Last November, voters soundly defeated anti-tax, anti-spending ballot initiatives in both Maine and Washington, dealing a setback to conservatives. In the same election, voters in Oregon “handily” approved ballot measures increasing taxes on the wealthy and increasing the minimum corporate tax rate, despite a serious corporation-backed opposition campaign.
But anti-government spending zealots are not done trying to force initiatives through on the ballot. For instance, in the next election Colorado voters will be faced with Amendment 61, which would prevent the state from borrowing money — any money, at all, ever — and limit local governments to borrowing for just ten years and only with voter approval.
It’s easy to see why this would be incredibly problematic. Most states, including Colorado, are prevented from running deficits, but they have to borrow money and carry debt in order to finance infrastructure projects like building schools or bridges. The Denver Post this week ran a scathing editorial pointing out the folly of Amendment 61:
Amendment 61 would stop the state from borrowing, or bonding. That means any structure or piece of infrastructure, from a new prison to replacement of an old bridge, basically would have to be paid for up front — with cash…Think in terms of your own finances. Could you afford to buy your house with cash — without financing? Imagine the prohibitively high monthly payments if you had to buy the house with a 10-year mortgage instead of the traditional 30-year.
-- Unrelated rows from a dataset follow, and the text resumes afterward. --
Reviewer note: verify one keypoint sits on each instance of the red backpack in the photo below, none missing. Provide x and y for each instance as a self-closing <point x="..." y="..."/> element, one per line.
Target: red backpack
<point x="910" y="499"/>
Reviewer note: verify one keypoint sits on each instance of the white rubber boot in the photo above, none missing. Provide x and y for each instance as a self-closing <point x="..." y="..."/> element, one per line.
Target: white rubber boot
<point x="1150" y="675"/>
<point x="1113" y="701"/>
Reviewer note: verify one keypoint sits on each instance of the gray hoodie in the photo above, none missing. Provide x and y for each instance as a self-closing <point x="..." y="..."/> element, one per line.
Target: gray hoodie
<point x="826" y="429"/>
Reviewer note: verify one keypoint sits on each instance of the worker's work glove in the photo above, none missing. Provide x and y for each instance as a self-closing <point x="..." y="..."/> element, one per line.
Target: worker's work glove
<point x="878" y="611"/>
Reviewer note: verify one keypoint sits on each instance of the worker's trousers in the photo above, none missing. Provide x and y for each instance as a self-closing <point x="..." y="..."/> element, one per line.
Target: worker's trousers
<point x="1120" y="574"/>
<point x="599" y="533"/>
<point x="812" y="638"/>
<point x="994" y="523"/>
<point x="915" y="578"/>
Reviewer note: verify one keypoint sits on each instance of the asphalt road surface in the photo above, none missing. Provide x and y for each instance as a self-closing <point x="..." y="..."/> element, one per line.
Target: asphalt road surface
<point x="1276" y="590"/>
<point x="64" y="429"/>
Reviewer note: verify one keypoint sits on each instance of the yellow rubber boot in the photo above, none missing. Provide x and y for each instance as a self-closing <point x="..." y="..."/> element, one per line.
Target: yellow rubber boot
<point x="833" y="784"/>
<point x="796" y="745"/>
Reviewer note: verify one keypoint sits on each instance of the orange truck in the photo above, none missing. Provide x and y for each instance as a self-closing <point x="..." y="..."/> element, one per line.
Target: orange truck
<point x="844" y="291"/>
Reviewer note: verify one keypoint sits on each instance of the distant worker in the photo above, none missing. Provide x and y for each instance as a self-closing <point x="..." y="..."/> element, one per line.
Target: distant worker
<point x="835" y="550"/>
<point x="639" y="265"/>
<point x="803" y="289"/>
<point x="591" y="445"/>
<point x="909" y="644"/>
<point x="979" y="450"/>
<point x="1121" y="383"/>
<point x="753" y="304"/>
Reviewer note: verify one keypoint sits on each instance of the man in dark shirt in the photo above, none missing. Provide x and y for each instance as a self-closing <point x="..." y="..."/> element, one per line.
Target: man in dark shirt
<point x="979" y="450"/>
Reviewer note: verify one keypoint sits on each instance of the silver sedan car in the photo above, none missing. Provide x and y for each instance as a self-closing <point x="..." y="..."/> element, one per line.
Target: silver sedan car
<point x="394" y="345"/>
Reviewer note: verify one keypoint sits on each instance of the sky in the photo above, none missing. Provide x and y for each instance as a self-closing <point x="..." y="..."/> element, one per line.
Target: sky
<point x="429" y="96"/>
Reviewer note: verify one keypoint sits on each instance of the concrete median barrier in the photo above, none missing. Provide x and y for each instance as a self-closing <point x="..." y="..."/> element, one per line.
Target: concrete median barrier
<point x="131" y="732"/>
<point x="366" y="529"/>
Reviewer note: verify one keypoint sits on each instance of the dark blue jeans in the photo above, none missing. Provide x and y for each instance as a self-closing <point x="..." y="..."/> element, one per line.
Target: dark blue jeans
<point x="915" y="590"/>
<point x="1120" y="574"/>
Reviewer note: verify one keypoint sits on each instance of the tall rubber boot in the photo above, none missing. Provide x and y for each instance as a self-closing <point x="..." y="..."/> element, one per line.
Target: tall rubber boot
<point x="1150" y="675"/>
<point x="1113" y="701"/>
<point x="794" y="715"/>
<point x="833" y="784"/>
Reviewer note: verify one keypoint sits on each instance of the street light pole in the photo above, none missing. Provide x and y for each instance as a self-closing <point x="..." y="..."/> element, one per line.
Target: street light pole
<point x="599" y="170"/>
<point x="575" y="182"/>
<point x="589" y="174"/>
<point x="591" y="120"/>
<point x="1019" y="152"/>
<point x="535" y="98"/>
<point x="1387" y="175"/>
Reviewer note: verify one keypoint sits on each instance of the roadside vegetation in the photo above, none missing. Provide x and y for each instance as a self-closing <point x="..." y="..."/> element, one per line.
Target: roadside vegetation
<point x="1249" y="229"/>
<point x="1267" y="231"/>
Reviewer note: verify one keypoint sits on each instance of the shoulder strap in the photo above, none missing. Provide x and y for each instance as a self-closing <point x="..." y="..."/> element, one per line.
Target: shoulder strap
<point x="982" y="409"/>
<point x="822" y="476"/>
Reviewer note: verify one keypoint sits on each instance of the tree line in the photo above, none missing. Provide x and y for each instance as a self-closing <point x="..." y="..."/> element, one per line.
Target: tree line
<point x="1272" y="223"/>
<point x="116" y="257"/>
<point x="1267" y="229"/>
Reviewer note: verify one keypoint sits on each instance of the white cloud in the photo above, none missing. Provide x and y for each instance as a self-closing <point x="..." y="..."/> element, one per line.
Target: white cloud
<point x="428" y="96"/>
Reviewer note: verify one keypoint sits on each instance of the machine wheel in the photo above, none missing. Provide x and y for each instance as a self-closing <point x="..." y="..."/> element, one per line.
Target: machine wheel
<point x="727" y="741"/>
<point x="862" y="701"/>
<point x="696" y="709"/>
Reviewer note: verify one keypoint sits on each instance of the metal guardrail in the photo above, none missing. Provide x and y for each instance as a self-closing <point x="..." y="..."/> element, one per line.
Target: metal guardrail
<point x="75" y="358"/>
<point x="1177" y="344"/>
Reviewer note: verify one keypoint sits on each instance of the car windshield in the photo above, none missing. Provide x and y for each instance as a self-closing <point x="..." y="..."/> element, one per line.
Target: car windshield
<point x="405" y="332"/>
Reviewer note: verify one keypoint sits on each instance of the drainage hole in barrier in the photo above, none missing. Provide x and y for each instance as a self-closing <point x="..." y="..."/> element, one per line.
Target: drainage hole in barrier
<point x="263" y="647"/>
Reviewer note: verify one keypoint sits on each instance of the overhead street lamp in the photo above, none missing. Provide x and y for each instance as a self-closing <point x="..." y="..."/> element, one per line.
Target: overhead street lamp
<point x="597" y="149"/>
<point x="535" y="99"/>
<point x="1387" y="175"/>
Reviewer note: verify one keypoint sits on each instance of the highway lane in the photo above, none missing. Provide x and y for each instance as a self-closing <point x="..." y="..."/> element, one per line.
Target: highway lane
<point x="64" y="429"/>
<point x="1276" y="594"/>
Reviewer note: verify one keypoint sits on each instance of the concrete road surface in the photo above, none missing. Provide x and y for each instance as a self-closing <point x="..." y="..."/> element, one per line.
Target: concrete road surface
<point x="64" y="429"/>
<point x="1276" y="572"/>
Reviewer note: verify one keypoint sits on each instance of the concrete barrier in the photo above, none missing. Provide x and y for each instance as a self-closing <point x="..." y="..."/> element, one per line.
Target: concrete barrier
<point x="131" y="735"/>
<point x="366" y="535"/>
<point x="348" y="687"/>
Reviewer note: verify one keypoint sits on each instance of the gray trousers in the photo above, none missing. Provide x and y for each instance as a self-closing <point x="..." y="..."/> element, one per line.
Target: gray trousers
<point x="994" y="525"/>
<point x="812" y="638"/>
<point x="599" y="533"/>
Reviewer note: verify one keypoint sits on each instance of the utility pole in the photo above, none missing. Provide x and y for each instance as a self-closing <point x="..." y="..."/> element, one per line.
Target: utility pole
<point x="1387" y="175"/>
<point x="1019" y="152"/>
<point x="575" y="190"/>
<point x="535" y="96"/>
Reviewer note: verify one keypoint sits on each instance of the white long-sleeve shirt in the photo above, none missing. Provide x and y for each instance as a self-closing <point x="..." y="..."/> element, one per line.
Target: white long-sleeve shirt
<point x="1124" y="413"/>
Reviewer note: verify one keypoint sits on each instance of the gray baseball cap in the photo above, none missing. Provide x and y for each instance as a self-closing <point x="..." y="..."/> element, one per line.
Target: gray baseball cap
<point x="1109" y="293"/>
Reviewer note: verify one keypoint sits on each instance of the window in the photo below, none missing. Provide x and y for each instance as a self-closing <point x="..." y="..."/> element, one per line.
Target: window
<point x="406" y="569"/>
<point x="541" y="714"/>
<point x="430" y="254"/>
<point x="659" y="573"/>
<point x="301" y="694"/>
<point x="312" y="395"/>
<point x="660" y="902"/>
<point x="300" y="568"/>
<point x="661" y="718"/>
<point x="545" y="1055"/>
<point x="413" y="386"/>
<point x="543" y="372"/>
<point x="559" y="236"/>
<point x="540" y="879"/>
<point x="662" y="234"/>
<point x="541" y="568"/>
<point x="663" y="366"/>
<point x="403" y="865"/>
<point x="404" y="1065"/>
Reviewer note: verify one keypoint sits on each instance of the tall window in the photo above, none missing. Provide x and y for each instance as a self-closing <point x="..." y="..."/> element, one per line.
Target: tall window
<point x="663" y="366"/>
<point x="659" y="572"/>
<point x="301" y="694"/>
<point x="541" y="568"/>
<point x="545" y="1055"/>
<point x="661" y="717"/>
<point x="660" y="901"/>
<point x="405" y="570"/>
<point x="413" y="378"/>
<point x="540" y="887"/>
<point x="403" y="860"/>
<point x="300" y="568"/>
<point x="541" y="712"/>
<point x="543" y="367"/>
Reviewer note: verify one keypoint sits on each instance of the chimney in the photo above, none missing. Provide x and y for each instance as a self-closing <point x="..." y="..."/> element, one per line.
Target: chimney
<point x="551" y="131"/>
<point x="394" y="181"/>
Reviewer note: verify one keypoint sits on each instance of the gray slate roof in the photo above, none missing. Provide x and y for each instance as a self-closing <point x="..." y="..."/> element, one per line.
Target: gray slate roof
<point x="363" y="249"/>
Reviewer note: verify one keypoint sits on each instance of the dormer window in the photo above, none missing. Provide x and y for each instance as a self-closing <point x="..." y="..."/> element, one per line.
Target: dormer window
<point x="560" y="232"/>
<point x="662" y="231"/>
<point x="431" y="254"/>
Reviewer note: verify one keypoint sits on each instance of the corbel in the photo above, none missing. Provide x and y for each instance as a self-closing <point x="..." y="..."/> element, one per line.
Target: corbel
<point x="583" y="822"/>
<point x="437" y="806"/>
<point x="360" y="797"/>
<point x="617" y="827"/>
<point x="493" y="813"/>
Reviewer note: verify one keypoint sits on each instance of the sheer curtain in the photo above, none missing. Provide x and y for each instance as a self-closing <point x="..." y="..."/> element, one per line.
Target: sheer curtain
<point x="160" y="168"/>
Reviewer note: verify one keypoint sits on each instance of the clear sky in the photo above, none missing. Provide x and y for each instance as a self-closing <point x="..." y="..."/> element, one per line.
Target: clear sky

Citizens for Tax Justice said that Amendment 61, along with two other anti-tax amendments on the Colorado ballot, “would have a disastrous impact on Coloradans’ way of life. ” In all, the measure would halt about $2 billion per year in publicly financed construction in the state.
“We won’t be able to replace structurally deficient bridges. We won’t be able to replace aging school buildings, and we won’t be able to build modern facilities at our colleges and universities,” said state Treasurer Cary Kennedy. “Do you really want us to pay cash for a school?” asked Glenn Gustafson, chief financial officer for the Colorado Springs school district. “I just think this is crazy.”
Even the state’s Republican lawmakers think Amendment 61 is nuts. “Look at that massive science building that used to be a hole in the ground on the Auraria campus. Look at my alma matter, Mesa State College, which has just exploded with growth,” said state senator Josh Penry (R). “All of those projects were done without raising taxes thanks to the creative financing structures that (Amendment) 61 would ban.”
The measure would also wreak havoc with payrolls at school districts, which “receive property-tax revenue in uneven clumps throughout the year and rely on [state financed] loans to help make ends meet until tax revenues even out in the spring.” It’s clear, then, that those pushing Amendment 61 have based it entirely on an ideology that is completely unworkable in practice.